Marco’s lawyer Carry Knoops: “Assuming a forty-hour working week, it would take about twelve weeks to listen to those 500 hours of audio fragments. The written version of one transcription that we ultimately received is a tap of one and a half hours. My colleague will demonstrate that this has achieved significant results.”
Sewing Marco
Colleague Geert-Jan Knoops then reveals in court what can be read in that transcript. “In the tap of January 12, 2023, to which my colleague just referred, we read from the mother’s mouth, in a tapped conversation with daughter, not being aware of course that she was being tapped, literally: ‘I didn’t want to screw Marco any further than has already been done.’”
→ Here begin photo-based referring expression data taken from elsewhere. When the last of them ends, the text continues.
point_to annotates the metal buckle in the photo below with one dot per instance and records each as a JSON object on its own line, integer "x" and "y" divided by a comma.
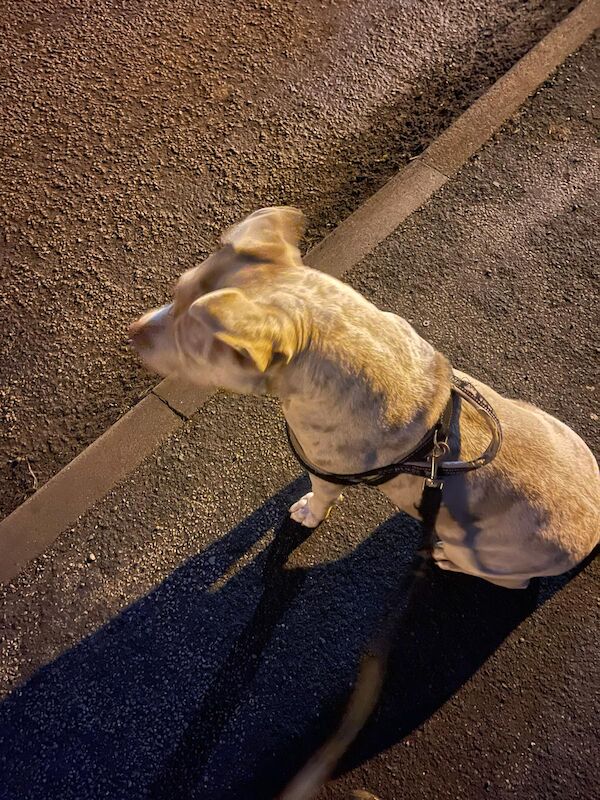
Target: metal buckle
{"x": 440, "y": 448}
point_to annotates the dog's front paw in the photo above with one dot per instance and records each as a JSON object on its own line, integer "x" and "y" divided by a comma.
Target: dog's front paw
{"x": 303, "y": 513}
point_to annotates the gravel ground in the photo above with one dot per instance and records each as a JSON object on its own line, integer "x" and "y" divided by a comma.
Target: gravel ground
{"x": 155, "y": 650}
{"x": 132, "y": 134}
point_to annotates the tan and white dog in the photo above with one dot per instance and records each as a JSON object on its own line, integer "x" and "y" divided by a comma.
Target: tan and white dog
{"x": 359, "y": 388}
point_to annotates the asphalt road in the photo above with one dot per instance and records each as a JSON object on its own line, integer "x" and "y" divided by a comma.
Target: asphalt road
{"x": 133, "y": 133}
{"x": 165, "y": 647}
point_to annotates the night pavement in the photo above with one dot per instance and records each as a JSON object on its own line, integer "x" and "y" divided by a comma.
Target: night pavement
{"x": 164, "y": 647}
{"x": 132, "y": 134}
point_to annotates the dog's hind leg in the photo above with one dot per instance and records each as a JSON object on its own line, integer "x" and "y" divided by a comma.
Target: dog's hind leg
{"x": 315, "y": 506}
{"x": 443, "y": 561}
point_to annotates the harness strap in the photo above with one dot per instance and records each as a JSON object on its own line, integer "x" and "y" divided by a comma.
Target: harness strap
{"x": 417, "y": 461}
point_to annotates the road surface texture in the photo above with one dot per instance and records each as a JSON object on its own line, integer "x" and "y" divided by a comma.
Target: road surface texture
{"x": 134, "y": 133}
{"x": 171, "y": 646}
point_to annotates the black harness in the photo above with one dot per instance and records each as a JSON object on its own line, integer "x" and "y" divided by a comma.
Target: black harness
{"x": 427, "y": 459}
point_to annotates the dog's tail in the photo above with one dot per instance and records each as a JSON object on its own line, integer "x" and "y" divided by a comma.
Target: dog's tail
{"x": 363, "y": 699}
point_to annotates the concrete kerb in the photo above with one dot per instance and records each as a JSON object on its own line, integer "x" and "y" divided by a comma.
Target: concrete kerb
{"x": 57, "y": 505}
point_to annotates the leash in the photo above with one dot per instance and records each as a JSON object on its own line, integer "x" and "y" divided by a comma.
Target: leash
{"x": 417, "y": 462}
{"x": 373, "y": 664}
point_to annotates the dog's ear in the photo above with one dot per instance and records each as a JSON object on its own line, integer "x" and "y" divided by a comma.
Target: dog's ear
{"x": 255, "y": 329}
{"x": 271, "y": 234}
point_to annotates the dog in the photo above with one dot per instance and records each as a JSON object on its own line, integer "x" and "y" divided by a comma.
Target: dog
{"x": 359, "y": 388}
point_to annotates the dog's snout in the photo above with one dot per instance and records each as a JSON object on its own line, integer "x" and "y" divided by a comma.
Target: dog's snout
{"x": 139, "y": 335}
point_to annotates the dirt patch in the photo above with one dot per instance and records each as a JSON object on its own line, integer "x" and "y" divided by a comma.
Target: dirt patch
{"x": 133, "y": 135}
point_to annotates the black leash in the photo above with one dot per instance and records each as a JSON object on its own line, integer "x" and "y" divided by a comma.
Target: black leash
{"x": 417, "y": 461}
{"x": 373, "y": 664}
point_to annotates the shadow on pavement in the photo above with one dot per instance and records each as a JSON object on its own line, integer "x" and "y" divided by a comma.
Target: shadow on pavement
{"x": 223, "y": 693}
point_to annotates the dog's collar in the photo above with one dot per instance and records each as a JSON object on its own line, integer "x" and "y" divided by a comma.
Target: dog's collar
{"x": 417, "y": 461}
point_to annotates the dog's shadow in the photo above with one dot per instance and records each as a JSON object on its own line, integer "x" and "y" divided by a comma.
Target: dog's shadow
{"x": 223, "y": 689}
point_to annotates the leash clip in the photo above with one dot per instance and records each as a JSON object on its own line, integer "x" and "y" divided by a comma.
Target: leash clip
{"x": 440, "y": 448}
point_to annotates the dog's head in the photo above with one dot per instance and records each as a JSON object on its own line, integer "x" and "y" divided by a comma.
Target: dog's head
{"x": 225, "y": 328}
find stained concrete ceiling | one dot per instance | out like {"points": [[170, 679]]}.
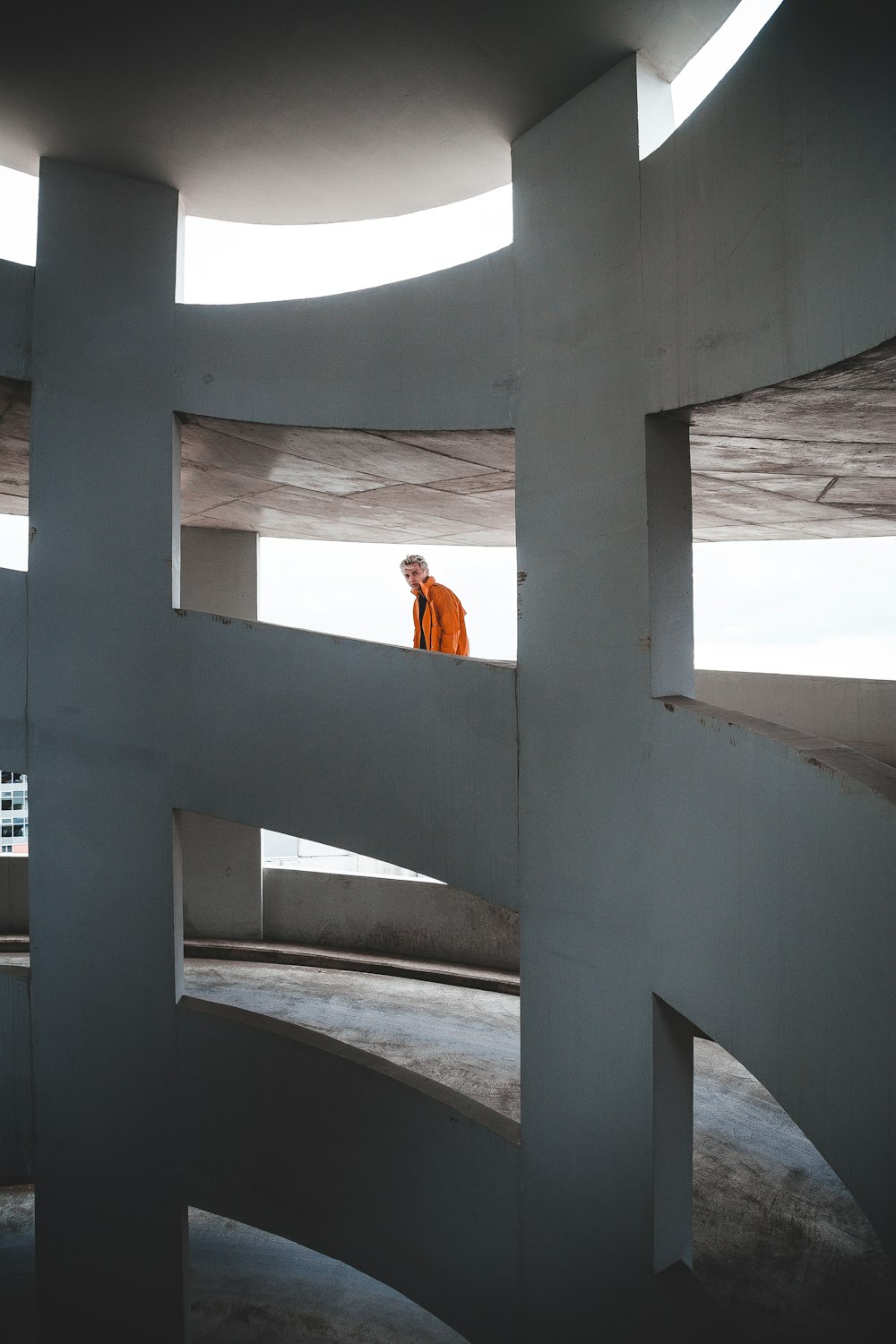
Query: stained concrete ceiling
{"points": [[810, 457], [813, 457], [323, 110]]}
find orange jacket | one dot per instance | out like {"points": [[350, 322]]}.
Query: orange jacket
{"points": [[444, 620]]}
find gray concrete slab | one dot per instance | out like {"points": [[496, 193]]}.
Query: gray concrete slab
{"points": [[465, 1039], [245, 1287], [810, 457], [778, 1239]]}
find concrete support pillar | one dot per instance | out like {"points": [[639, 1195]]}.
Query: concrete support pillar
{"points": [[105, 921], [222, 860], [584, 723], [670, 542]]}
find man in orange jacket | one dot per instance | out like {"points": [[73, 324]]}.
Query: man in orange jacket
{"points": [[438, 616]]}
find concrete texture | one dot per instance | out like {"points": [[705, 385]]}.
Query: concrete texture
{"points": [[360, 116], [461, 1038], [778, 1239], [861, 714], [245, 1287], [13, 894], [389, 916], [667, 849], [327, 733], [812, 457], [220, 862], [101, 510]]}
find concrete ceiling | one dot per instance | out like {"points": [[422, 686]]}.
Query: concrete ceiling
{"points": [[289, 112], [810, 457], [814, 457]]}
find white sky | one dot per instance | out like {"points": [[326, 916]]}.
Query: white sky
{"points": [[823, 607], [814, 607], [234, 263]]}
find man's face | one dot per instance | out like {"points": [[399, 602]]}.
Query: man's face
{"points": [[416, 574]]}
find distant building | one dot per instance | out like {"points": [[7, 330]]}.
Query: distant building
{"points": [[13, 811]]}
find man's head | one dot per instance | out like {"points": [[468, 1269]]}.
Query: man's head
{"points": [[416, 569]]}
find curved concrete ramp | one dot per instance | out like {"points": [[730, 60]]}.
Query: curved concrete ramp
{"points": [[392, 753], [344, 1152]]}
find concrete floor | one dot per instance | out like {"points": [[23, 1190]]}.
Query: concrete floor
{"points": [[778, 1239]]}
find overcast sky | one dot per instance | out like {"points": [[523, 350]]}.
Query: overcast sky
{"points": [[814, 607], [233, 263], [825, 607]]}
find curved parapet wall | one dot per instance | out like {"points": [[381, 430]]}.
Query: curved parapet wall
{"points": [[390, 917], [767, 217], [777, 932], [857, 711], [392, 753], [16, 301], [435, 352], [314, 1140]]}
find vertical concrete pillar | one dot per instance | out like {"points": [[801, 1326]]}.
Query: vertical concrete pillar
{"points": [[670, 547], [105, 925], [584, 723], [222, 860]]}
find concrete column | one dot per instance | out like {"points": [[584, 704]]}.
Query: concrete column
{"points": [[584, 723], [670, 542], [222, 860], [105, 925]]}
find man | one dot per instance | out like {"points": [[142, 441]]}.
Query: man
{"points": [[438, 616]]}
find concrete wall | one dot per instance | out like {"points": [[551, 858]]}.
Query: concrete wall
{"points": [[105, 929], [400, 754], [858, 712], [435, 352], [357, 1158], [16, 301], [390, 916], [774, 927], [13, 669], [418, 919], [15, 1077], [13, 894], [220, 860], [767, 217]]}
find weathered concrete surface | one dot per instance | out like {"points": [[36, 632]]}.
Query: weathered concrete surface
{"points": [[355, 1156], [777, 1236], [461, 1038], [327, 734], [858, 712], [245, 1287], [389, 916]]}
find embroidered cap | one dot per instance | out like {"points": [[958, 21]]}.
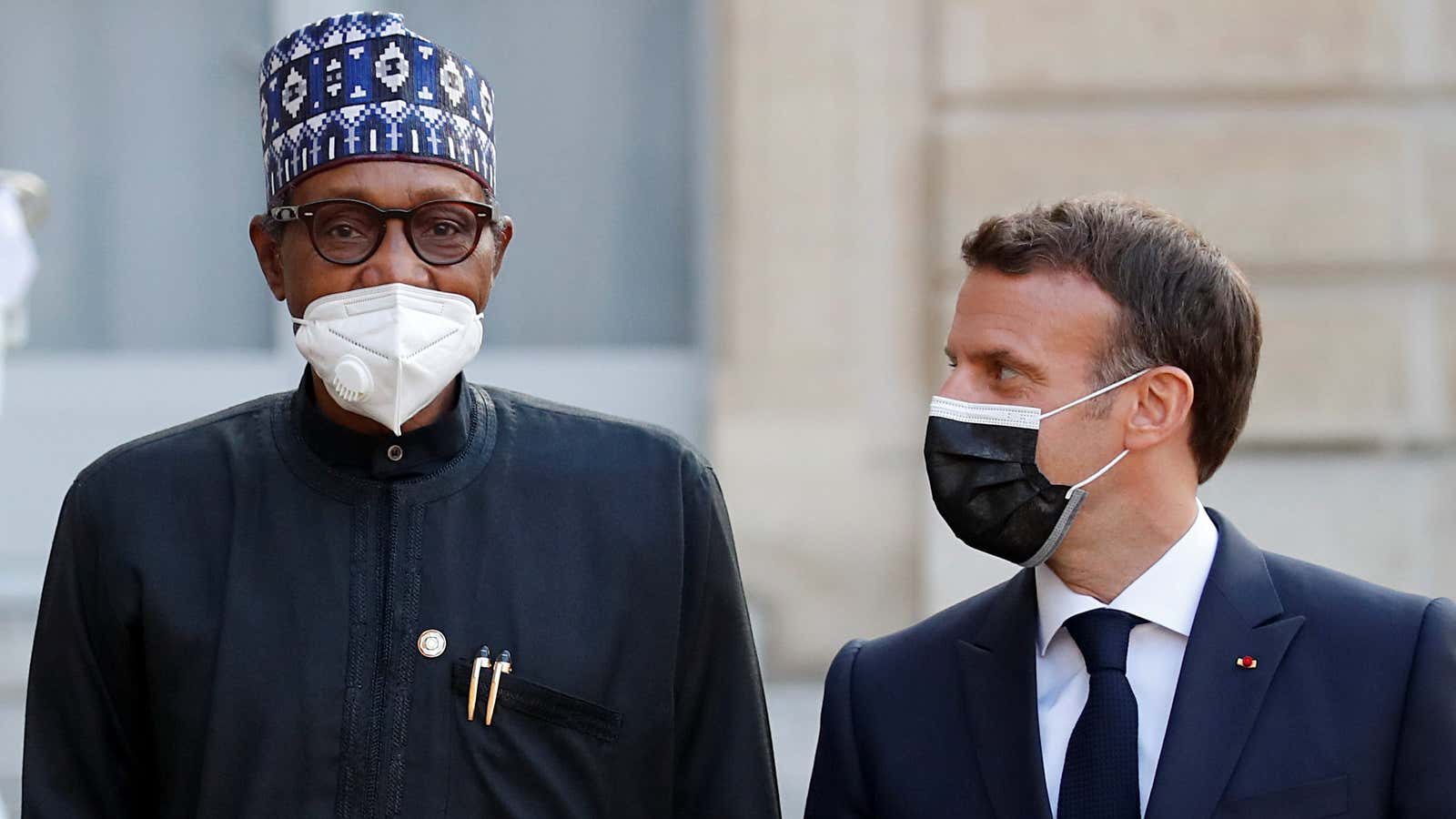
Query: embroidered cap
{"points": [[363, 86]]}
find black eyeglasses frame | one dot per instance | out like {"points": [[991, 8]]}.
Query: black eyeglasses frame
{"points": [[305, 213]]}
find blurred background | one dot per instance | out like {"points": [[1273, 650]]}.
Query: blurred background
{"points": [[742, 219]]}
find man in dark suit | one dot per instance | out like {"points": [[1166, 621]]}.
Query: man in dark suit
{"points": [[1149, 661]]}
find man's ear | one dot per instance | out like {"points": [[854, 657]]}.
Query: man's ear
{"points": [[507, 230], [1164, 407], [269, 258]]}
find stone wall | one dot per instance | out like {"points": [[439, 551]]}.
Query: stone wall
{"points": [[1315, 143]]}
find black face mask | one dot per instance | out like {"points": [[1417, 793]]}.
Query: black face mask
{"points": [[982, 462]]}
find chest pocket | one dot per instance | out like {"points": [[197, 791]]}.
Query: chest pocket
{"points": [[1310, 800], [545, 753]]}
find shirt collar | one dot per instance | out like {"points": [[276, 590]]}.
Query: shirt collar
{"points": [[419, 452], [1167, 593]]}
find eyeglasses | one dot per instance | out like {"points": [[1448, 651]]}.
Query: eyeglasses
{"points": [[347, 232]]}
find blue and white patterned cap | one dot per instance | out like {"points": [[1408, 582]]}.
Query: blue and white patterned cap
{"points": [[363, 86]]}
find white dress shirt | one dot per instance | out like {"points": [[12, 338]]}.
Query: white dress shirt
{"points": [[1167, 596]]}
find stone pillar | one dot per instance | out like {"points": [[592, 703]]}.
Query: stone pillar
{"points": [[820, 280]]}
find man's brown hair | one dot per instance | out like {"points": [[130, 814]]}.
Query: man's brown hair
{"points": [[1183, 302]]}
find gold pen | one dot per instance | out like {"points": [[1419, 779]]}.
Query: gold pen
{"points": [[502, 665], [480, 662]]}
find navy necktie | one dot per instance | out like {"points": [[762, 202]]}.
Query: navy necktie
{"points": [[1099, 775]]}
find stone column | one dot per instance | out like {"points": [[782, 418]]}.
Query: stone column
{"points": [[819, 290]]}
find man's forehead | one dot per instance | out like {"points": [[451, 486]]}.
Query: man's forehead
{"points": [[1036, 314], [389, 182]]}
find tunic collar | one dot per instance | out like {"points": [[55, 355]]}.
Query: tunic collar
{"points": [[386, 458]]}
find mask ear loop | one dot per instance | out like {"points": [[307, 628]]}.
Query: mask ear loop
{"points": [[1098, 474], [1089, 397], [1085, 398]]}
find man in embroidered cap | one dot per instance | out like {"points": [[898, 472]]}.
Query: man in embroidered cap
{"points": [[392, 592]]}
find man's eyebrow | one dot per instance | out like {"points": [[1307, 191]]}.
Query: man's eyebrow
{"points": [[999, 356]]}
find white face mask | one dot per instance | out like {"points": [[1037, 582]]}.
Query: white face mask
{"points": [[386, 351]]}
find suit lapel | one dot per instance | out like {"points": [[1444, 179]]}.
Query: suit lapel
{"points": [[1218, 702], [999, 682]]}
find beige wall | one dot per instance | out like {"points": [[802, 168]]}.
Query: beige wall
{"points": [[1314, 142]]}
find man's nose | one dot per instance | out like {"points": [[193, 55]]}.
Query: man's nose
{"points": [[395, 261]]}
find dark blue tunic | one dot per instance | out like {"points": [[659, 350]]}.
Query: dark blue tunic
{"points": [[232, 608]]}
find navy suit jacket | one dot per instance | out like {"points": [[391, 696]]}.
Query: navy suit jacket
{"points": [[1350, 712]]}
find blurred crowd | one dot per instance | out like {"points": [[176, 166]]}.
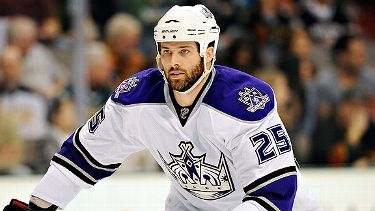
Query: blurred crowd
{"points": [[318, 55]]}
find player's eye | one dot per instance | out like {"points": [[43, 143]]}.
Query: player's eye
{"points": [[165, 52], [184, 51]]}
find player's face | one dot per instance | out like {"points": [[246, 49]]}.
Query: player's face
{"points": [[182, 64]]}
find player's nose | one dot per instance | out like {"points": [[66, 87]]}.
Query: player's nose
{"points": [[175, 60]]}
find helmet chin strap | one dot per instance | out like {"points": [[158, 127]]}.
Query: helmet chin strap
{"points": [[200, 79], [204, 74]]}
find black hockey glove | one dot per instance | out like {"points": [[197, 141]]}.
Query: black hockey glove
{"points": [[16, 205]]}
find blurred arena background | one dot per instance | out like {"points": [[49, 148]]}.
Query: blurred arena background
{"points": [[61, 59]]}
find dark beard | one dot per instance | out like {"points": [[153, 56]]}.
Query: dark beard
{"points": [[190, 80]]}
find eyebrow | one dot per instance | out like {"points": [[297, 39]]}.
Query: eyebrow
{"points": [[184, 46]]}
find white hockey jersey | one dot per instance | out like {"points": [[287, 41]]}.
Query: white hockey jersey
{"points": [[230, 147]]}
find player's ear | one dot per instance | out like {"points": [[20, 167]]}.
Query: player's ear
{"points": [[210, 54]]}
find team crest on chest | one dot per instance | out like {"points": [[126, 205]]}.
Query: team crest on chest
{"points": [[253, 98], [203, 180], [126, 86]]}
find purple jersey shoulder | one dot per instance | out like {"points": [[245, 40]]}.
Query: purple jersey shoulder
{"points": [[240, 95], [143, 87]]}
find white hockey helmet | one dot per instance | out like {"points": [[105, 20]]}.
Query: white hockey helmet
{"points": [[188, 23]]}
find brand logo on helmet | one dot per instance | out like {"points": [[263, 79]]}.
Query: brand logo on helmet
{"points": [[207, 13], [169, 31]]}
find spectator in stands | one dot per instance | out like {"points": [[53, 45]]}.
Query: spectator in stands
{"points": [[366, 155], [42, 72], [99, 74], [123, 33], [62, 120], [27, 108], [270, 26], [11, 151], [300, 70], [351, 75]]}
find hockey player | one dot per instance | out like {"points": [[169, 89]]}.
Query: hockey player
{"points": [[215, 131]]}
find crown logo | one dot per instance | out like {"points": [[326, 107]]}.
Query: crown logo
{"points": [[201, 179], [253, 98], [126, 86]]}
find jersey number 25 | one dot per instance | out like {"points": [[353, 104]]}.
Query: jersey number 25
{"points": [[263, 143]]}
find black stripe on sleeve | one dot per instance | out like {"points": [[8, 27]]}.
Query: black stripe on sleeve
{"points": [[259, 201], [73, 170], [87, 154], [270, 176]]}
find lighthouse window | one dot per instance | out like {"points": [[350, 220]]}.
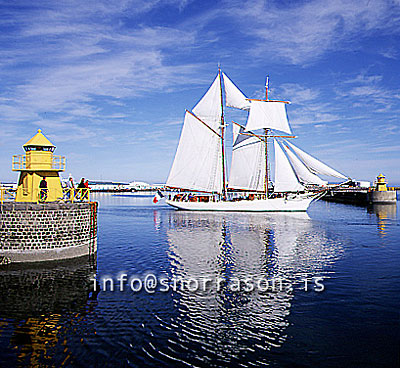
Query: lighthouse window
{"points": [[39, 148]]}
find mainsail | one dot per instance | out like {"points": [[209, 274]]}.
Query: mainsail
{"points": [[285, 178], [198, 159], [248, 162], [314, 165], [268, 115], [301, 170], [234, 96]]}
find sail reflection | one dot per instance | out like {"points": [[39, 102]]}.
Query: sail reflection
{"points": [[220, 325]]}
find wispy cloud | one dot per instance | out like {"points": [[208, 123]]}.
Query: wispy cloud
{"points": [[302, 32], [68, 55]]}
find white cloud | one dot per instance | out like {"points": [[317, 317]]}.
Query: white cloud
{"points": [[300, 33]]}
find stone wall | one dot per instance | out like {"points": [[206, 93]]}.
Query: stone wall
{"points": [[382, 197], [32, 232]]}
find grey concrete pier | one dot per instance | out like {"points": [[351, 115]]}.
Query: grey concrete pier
{"points": [[376, 197], [31, 232]]}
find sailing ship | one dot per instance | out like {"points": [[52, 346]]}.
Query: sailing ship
{"points": [[199, 168]]}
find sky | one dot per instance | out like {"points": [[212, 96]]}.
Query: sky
{"points": [[108, 82]]}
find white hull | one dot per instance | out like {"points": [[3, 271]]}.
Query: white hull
{"points": [[298, 204]]}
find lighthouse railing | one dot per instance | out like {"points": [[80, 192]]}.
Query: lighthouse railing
{"points": [[6, 194], [19, 162], [76, 195]]}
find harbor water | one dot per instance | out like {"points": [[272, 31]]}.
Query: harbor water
{"points": [[338, 307]]}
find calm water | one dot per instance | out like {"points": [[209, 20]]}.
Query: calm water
{"points": [[51, 316]]}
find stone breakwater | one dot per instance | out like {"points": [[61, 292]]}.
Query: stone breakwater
{"points": [[31, 232]]}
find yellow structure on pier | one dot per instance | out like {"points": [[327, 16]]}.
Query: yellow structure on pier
{"points": [[37, 163], [381, 183]]}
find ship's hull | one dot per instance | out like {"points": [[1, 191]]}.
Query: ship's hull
{"points": [[298, 204]]}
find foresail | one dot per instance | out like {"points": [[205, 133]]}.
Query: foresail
{"points": [[268, 115], [285, 178], [302, 172], [315, 166], [234, 96], [248, 164], [209, 108], [198, 162]]}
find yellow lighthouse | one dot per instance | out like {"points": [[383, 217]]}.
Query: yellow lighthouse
{"points": [[381, 183], [36, 165]]}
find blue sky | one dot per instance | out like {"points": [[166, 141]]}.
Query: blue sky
{"points": [[108, 81]]}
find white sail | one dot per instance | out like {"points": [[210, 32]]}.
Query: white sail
{"points": [[285, 178], [248, 164], [315, 166], [268, 115], [198, 160], [209, 108], [234, 96], [302, 172]]}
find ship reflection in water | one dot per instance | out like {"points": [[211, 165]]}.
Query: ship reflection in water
{"points": [[385, 214], [226, 327], [36, 301]]}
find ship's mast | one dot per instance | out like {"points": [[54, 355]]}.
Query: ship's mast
{"points": [[222, 137], [266, 144]]}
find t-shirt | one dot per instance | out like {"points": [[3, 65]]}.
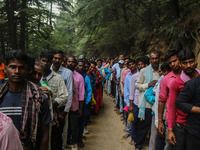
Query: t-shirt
{"points": [[2, 74], [11, 106]]}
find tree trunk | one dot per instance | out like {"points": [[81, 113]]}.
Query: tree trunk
{"points": [[23, 26], [2, 45], [10, 8]]}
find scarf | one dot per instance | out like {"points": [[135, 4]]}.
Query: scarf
{"points": [[32, 98], [148, 79]]}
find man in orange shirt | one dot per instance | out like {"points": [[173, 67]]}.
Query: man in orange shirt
{"points": [[2, 74]]}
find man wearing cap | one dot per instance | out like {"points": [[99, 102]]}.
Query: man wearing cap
{"points": [[147, 78], [118, 67]]}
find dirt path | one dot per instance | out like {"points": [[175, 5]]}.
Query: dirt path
{"points": [[106, 130]]}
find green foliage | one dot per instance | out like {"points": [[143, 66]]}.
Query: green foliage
{"points": [[100, 27]]}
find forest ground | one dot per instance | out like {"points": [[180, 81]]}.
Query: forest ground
{"points": [[106, 130]]}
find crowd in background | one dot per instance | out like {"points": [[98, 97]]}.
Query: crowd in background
{"points": [[50, 101]]}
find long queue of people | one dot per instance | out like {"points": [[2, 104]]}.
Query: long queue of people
{"points": [[50, 100], [163, 98]]}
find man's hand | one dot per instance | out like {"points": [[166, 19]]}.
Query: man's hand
{"points": [[161, 128], [46, 91], [62, 115], [55, 104], [130, 108], [122, 93], [80, 113], [171, 137], [152, 83]]}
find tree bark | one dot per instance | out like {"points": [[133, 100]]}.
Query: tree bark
{"points": [[10, 8], [23, 26]]}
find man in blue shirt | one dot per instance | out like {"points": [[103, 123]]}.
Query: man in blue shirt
{"points": [[88, 96], [118, 67], [68, 79], [104, 71], [133, 67]]}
Sew Marco? That sounds as if mother Nathalie, who led Marco’s fan club for years, wants to take revenge. “It’s really there. And then the police want to insist that these taps are not relevant to this case?”
500 hours
If the court leans towards a conviction, Carry wants the case to be stayed so that the 500 hours of conversations can be studied. “If that one tap of an hour and a half of conversation has already yielded something significant, what about those 500 hours minus an hour and a half?”
Heleen Rutgers, chief prosecutor of the Central Netherlands Public Prosecution Service, acknowledges the carelessness. She chimes in RTL Tonight: “There are endless conversations, which have been found to be irrelevant to the proof of this fact. They should have been added. That is really a mistake. That is absolutely a mistake. We should have done that.”
Not relevant
That mistake was also admitted to Marco’s team, according to Heleen. “We found out about two weeks ago that that part had not been added to the file. We immediately contacted the defense and said: ‘This is an error by the Public Prosecution Service, I immediately acknowledge that.’”
However, according to Heleen, those conversations do not change anything. “It means that the defense did not have the chance to listen to it, but the police assessed those conversations as not relevant.”